Nonetheless, I felt it as a kind of failure, close to elemental. I was losing money to a drunk player. He happened to be a good drunk player but all the same, if I’m claiming to be able to play poker, this was wrong. I made a kind of vow. If I didn’t win my money back from Big Fucker, I was going to give up the game.
The wisdom in playing difficult opponents is that you want them on your right. They have to act before you, this gives you an edge. Actually, with someone who is predictably going to raise almost every pot, it’s rather good to have them acting after you. You can limp, then reraise. I waited for a hand to go up with against Big Fucker. Most of the time I was getting garbage. I won a hand, when Big Fucker’s attention was elsewhere, against the German and a young Oriental player, who bizarrely called my all-in bet on the end with Q7 off-suit on a 997K2 flushing board.

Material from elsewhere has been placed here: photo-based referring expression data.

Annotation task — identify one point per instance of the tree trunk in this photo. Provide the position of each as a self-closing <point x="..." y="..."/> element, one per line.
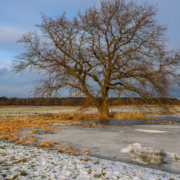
<point x="104" y="111"/>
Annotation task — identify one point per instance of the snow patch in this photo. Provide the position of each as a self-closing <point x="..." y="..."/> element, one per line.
<point x="150" y="131"/>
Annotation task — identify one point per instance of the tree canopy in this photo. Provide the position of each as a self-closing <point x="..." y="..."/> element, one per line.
<point x="117" y="48"/>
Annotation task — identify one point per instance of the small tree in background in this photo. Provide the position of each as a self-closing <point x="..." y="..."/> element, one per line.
<point x="118" y="48"/>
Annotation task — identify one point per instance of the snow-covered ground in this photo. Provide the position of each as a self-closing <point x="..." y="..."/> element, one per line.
<point x="23" y="162"/>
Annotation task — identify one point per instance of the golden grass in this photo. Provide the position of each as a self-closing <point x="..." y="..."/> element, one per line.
<point x="130" y="115"/>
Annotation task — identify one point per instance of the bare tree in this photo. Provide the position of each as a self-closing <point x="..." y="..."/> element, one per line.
<point x="119" y="47"/>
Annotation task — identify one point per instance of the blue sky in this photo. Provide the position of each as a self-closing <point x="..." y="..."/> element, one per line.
<point x="18" y="17"/>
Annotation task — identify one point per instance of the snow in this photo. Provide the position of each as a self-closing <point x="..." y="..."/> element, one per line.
<point x="25" y="162"/>
<point x="154" y="155"/>
<point x="150" y="131"/>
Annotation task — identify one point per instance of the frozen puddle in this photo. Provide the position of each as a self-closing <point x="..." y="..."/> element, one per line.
<point x="23" y="162"/>
<point x="148" y="155"/>
<point x="150" y="131"/>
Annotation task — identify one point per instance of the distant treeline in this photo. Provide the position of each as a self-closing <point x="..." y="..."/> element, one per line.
<point x="79" y="101"/>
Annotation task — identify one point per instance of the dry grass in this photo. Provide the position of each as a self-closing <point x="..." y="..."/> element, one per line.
<point x="130" y="115"/>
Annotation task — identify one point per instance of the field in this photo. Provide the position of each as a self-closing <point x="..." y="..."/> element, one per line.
<point x="23" y="125"/>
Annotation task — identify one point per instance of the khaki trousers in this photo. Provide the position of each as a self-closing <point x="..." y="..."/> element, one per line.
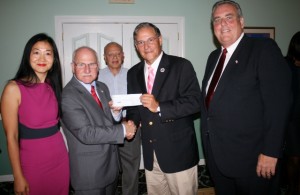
<point x="179" y="183"/>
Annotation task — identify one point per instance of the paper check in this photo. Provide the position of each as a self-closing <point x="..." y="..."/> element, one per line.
<point x="126" y="100"/>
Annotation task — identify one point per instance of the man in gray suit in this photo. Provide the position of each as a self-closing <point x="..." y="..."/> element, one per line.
<point x="90" y="128"/>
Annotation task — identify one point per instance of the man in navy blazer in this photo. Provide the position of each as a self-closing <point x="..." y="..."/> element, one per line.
<point x="169" y="142"/>
<point x="243" y="125"/>
<point x="91" y="131"/>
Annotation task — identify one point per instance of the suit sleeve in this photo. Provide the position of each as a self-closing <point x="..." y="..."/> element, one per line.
<point x="132" y="113"/>
<point x="187" y="100"/>
<point x="275" y="86"/>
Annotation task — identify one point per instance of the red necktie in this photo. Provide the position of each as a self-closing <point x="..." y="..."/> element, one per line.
<point x="215" y="78"/>
<point x="150" y="79"/>
<point x="93" y="92"/>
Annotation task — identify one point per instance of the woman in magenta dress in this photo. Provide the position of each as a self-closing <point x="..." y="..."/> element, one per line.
<point x="30" y="112"/>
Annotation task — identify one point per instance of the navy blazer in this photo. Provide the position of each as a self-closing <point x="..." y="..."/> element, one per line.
<point x="171" y="133"/>
<point x="248" y="113"/>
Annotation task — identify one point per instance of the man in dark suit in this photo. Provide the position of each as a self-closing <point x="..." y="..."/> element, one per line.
<point x="243" y="123"/>
<point x="91" y="133"/>
<point x="170" y="98"/>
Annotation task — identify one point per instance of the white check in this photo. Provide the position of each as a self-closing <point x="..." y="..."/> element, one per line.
<point x="126" y="100"/>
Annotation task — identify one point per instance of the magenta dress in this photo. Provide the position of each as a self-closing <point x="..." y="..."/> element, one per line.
<point x="44" y="161"/>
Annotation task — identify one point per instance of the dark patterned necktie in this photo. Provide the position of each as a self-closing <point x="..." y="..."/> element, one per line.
<point x="93" y="92"/>
<point x="215" y="78"/>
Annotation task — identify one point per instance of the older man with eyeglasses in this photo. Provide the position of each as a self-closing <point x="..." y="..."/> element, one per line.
<point x="90" y="128"/>
<point x="170" y="98"/>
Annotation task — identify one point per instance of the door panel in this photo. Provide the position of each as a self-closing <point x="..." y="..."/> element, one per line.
<point x="97" y="35"/>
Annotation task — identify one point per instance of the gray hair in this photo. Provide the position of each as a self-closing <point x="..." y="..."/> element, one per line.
<point x="233" y="3"/>
<point x="84" y="47"/>
<point x="146" y="25"/>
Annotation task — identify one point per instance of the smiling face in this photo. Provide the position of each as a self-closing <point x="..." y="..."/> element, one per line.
<point x="113" y="56"/>
<point x="148" y="44"/>
<point x="41" y="59"/>
<point x="85" y="65"/>
<point x="227" y="24"/>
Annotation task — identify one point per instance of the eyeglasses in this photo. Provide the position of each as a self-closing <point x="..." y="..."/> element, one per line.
<point x="149" y="41"/>
<point x="227" y="19"/>
<point x="112" y="55"/>
<point x="83" y="65"/>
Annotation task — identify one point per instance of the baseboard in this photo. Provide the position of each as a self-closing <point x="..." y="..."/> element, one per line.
<point x="4" y="178"/>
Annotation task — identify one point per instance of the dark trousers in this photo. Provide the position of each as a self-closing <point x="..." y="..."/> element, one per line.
<point x="249" y="185"/>
<point x="130" y="153"/>
<point x="108" y="190"/>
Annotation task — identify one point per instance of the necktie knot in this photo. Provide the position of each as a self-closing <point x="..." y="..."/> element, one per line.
<point x="93" y="92"/>
<point x="215" y="78"/>
<point x="150" y="80"/>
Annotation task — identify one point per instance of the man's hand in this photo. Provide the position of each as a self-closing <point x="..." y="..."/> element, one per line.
<point x="149" y="102"/>
<point x="130" y="129"/>
<point x="266" y="166"/>
<point x="116" y="110"/>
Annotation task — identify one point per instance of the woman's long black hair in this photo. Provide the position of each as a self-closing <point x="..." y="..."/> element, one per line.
<point x="26" y="74"/>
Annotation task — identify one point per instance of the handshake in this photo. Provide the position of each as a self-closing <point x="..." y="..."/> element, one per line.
<point x="130" y="129"/>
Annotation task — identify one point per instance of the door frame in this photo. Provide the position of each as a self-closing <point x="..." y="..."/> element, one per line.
<point x="60" y="20"/>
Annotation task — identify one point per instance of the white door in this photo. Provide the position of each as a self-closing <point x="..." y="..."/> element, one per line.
<point x="96" y="33"/>
<point x="99" y="34"/>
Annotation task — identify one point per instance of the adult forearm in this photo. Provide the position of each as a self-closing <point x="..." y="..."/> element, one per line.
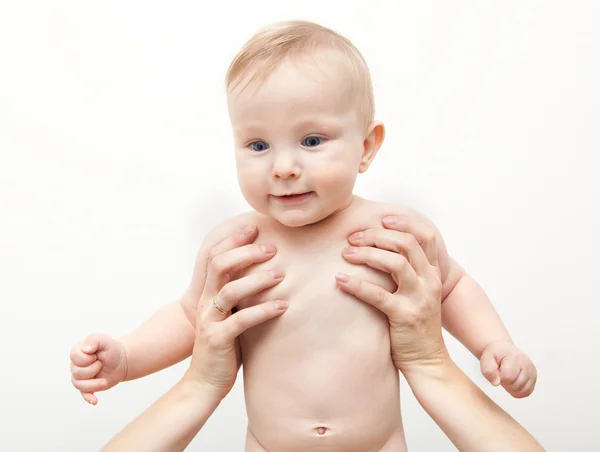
<point x="171" y="423"/>
<point x="163" y="340"/>
<point x="470" y="419"/>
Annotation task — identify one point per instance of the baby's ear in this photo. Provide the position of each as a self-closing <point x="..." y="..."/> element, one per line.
<point x="372" y="143"/>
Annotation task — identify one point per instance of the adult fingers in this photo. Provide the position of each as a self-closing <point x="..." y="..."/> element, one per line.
<point x="397" y="242"/>
<point x="425" y="234"/>
<point x="252" y="316"/>
<point x="368" y="292"/>
<point x="222" y="266"/>
<point x="234" y="291"/>
<point x="393" y="263"/>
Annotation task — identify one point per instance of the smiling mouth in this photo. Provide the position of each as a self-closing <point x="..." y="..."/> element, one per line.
<point x="293" y="198"/>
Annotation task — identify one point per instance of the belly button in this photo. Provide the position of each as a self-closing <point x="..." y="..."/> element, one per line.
<point x="321" y="430"/>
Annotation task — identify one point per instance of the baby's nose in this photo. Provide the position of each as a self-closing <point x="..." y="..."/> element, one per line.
<point x="285" y="166"/>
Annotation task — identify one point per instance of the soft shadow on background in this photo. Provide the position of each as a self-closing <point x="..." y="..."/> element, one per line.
<point x="116" y="158"/>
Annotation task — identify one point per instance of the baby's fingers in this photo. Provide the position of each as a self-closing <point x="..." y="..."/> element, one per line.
<point x="509" y="370"/>
<point x="86" y="373"/>
<point x="89" y="398"/>
<point x="98" y="384"/>
<point x="81" y="359"/>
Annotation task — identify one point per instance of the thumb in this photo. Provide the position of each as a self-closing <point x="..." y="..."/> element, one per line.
<point x="490" y="367"/>
<point x="93" y="343"/>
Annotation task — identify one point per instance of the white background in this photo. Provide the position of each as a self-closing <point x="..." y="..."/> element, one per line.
<point x="116" y="159"/>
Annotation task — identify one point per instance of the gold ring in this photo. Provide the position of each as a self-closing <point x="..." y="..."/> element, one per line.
<point x="219" y="308"/>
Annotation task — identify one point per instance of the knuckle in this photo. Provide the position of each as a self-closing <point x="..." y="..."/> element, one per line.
<point x="217" y="264"/>
<point x="213" y="341"/>
<point x="228" y="293"/>
<point x="382" y="296"/>
<point x="429" y="236"/>
<point x="211" y="256"/>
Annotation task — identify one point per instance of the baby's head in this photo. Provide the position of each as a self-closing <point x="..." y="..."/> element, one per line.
<point x="301" y="107"/>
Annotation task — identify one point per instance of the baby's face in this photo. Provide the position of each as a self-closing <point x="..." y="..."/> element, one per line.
<point x="299" y="142"/>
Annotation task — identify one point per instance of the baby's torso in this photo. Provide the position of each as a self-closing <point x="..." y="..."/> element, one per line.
<point x="320" y="377"/>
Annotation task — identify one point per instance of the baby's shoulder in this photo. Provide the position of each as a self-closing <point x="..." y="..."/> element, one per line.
<point x="227" y="227"/>
<point x="375" y="211"/>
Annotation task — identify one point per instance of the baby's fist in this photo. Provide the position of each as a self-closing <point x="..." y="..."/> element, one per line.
<point x="503" y="363"/>
<point x="97" y="363"/>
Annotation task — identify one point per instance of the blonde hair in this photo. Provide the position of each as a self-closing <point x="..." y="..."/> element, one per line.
<point x="273" y="44"/>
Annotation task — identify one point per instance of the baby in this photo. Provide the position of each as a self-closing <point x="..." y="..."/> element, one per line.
<point x="320" y="377"/>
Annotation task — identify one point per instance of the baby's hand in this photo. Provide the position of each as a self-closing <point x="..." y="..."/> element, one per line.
<point x="98" y="363"/>
<point x="503" y="363"/>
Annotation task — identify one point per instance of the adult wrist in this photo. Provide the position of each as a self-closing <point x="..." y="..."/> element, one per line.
<point x="441" y="367"/>
<point x="201" y="389"/>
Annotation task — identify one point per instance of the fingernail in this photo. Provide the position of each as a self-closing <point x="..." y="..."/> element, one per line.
<point x="343" y="277"/>
<point x="276" y="273"/>
<point x="269" y="249"/>
<point x="247" y="229"/>
<point x="356" y="236"/>
<point x="390" y="220"/>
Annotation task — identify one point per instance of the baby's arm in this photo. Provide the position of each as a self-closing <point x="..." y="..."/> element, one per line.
<point x="167" y="337"/>
<point x="468" y="313"/>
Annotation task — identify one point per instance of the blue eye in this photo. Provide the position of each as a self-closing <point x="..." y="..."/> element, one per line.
<point x="311" y="142"/>
<point x="259" y="146"/>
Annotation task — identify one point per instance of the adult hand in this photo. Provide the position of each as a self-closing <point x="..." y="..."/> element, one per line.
<point x="215" y="357"/>
<point x="406" y="249"/>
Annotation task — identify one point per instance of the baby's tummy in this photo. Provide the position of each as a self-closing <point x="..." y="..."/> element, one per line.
<point x="321" y="378"/>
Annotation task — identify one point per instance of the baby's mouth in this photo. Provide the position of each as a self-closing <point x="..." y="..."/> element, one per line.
<point x="293" y="198"/>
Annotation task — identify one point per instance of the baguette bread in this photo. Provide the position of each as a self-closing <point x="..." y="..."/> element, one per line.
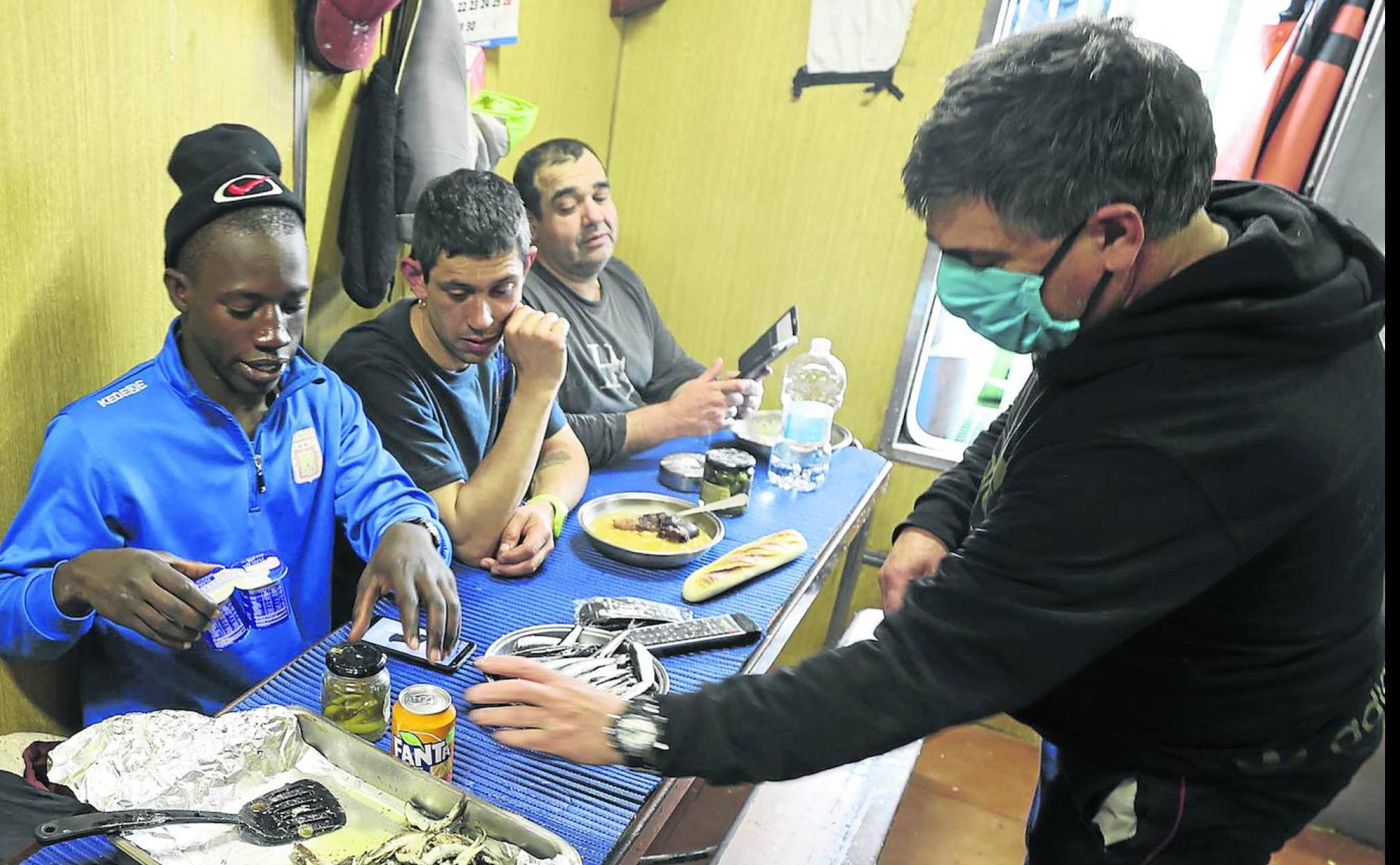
<point x="743" y="564"/>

I’ve been playing some cash recently, mostly at the Empire, where the action is much bigger than the Golden Nugget. I’ve been developing a taste for cash play, the bravery needed, the different kind of adrenaline. Big Fucker’s stack was growing. He was throwing abuse the way of a player across from him, he was throwing in raises and reraises, and every now and again he would punch me on the arm and make manly noises, ‘Eh?! Yeah!’ He was an imposing presence and he was bullying the table with his play and his size. But I don’t like being punched on the arm. I told him to stop it. He offered his arm for me to to look at. ‘Look at the size of me!’ he said. ‘You’re a big lad,’ I said. ‘That’s right! I am a big lad. I raise.’
This was the hand I had been waiting for. I had AQ of clubs, and had limped, waiting for Big Fucker’s inevitable raise. But Big Fucker was drunk and he was used to playing a 1-2 game at least, so he put in two £1 chips and started counting out his raise. ‘Raise to two pounds,’ the dealer said. Big Fucker was prevented from throwing in the extra £20 and a very relieved, rather gleefully craven table saw his raise. When it came back to me, I called as well, in the dangerous aim of disguising my strength. The flop came down KQ3, rainbow. I checked, he bet, everyone else folded. I raised, he reraised all in. If he had a king, my poker career was over. I called.
He had QJ, my hand held up. I raked in the chips and shook Big Fucker’s offered hand. It was a genuine shake, unaccompanied by the brutal hand squeeze I’d seen him use against the player on my right. I felt as if I was being welcomed back into the game.